Each month, the fixed amount buys shares at the then-current prices. As share prices decline, the fixed amount buys a higher number of shares. When prices increase, the fixed amount buys fewer shares.
The real value of dollar-cost averaging is that investors don’t need to worry about investing at the top of the market or trying to determine when to get in or out of the market.
Smaller companies
Historically medium-sized companies have outperformed large-cap companies on the stock market. Smaller companies again have had even higher returns. The very best returns by market cap size historically are from micro-cap companies.
Investors buy companies based on their small market capsize. One of the greatest investors Warren Buffet made money in small companies early in his career combining it with value investing. He bought small companies with low P/E (price/earnings) ratios and high assets to market cap.
Contrarian investment
A contrarian investment strategy consists of selecting good companies in a time of down market and buying a lot of shares of that company in order to make a long-term profit. Contrarian investor chooses assets that are out of favour and undervalued. They determine the market’s consensus about a company or sector and then bet against it.
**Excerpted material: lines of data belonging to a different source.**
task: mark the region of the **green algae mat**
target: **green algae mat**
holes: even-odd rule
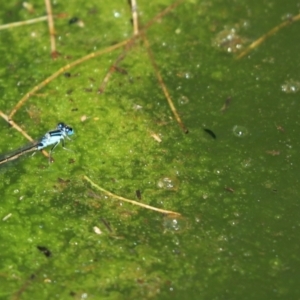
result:
[[[295,1],[2,2],[0,299],[300,298]]]

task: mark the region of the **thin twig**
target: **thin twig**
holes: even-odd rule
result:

The risk, of course, is that the consensus is right, which results in wrong bets and losses for a contrarian investor.
Conclusion
Your individual investment style can be a combination of two or more styles. The most important thing to consider is your risk tolerance so that you can sleep well at night and you are on a good way to financial independence.
********************
Disclaimer:
I am not an investment consultant and all the opinions I share are from my personal experience. I learn by doing, and I try to keep the risk at a minimum.
Before taking any action, get advice from a certified financial planner, asset manager or/and investment broker.